At first glance, the geographic patterns and changes in temperature may not seem very different, but even slight increases will certainly have major and cascading impacts on health and agriculture if no steps are taken to adapt. The agricultural sector is very vulnerable to temperature variations that can alter growing seasons, reduce crop yields, and threaten food security (IPCC report) - under severe climate scenarios without adaptation, crop yield losses could range from 7% to 23%1. Human health is also at risk. Increased temperatures can directly cause heat stress, adverse pregnancy outcomes and poor mental health, while indirectly heat increases food insecurity or risk of infectious diseases that in turn affect health outcomes2. Overall, climate adaptation measures will be required to reduce the impacts of increasing temperatures.

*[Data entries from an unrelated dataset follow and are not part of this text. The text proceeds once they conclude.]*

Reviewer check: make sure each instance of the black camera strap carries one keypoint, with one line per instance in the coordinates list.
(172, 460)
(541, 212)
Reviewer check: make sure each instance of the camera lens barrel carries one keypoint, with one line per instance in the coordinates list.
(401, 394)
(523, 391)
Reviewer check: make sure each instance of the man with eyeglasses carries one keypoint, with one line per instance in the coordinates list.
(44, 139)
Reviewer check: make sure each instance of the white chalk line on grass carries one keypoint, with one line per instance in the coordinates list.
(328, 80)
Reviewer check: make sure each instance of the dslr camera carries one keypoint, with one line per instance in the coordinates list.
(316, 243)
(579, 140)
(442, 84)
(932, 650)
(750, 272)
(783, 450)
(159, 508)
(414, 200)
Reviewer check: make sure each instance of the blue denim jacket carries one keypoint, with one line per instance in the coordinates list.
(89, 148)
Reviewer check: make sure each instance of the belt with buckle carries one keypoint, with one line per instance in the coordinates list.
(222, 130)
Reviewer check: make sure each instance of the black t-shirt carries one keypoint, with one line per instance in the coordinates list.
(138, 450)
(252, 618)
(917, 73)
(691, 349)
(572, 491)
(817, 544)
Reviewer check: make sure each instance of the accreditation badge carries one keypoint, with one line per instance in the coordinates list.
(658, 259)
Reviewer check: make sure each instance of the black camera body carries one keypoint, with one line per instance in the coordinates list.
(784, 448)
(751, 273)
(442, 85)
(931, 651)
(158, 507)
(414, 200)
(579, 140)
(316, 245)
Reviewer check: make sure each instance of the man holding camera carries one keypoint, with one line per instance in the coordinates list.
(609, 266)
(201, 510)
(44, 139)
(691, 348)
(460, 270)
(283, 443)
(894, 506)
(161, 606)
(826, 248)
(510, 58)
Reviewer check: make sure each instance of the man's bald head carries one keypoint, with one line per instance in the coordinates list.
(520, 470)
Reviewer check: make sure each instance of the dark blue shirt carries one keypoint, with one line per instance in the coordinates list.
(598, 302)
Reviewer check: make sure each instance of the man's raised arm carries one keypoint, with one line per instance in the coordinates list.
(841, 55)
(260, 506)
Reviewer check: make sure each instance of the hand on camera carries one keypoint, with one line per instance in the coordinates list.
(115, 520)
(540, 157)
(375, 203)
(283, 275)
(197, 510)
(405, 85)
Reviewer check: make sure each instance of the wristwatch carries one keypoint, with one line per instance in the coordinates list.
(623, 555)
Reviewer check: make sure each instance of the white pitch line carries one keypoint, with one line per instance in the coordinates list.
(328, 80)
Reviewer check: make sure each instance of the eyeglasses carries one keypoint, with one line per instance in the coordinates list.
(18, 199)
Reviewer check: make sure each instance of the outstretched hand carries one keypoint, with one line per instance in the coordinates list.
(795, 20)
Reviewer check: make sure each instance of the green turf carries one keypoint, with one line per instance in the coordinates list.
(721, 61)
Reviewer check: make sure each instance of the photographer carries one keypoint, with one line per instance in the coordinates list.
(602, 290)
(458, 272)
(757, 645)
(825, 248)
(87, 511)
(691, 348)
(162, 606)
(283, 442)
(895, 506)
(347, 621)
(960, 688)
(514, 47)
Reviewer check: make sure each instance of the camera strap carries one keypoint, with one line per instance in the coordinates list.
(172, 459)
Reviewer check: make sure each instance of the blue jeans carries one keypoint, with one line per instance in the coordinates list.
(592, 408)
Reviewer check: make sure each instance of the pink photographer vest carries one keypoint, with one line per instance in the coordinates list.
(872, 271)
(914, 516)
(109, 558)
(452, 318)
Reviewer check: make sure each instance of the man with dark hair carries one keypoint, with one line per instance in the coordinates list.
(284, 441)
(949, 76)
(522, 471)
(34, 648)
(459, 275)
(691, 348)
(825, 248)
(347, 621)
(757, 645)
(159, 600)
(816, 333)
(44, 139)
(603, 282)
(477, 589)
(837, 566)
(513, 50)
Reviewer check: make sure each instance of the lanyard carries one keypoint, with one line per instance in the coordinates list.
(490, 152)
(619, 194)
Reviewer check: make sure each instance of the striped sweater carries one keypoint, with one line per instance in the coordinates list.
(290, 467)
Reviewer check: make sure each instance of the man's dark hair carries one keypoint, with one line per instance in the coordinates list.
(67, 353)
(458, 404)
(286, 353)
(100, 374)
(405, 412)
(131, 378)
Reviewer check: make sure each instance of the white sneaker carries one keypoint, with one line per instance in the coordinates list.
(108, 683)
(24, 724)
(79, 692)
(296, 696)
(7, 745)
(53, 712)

Climate scenarios can help identify where and how soon this intervention will be required.

Conclusion

This post introduced you to one source of downscaled climate scenario data, CHC-CMIP6. We downloaded the data, cropped it to a specific geographic area, then aggregated it to a specific time frame. Lastly, we demonstrated how to create graphics that visualize this data. Our next post will go a step further by combining this data on future temperature conditions with child health outcomes, to explore if there is an association. We will again use CHC-CMIP6 scenario data and combine it with the 2022 DHS data from Kenya to model future levels of child malnutrition. While our previous post showed how short-term projections can inform early warning systems for more immediate action, using our scenarios can help with longer term planning, policy development and resource allocation to develop the infrastructure investments and nutrition sensitive programs that can improve health and resilience.

References

1. Yuan, X., Li, S., Chen, J., Yu, H., Yang, T., Wang, C., Huang, S., Chen, H., & Ao, X. (2024). Impacts of global climate change on agricultural production: A comprehensive review. Agronomy, 14(7), 1360.
2. Ebi, K. L., Capon, A., Berry, P., Broderick, C., Dear, R. de, Havenith, G., Honda, Y., Kovats, R. S., Ma, W., Malik, A., et al. (2021). Hot weather and heat extremes: Health risks. The Lancet, 398(10301), 698–708.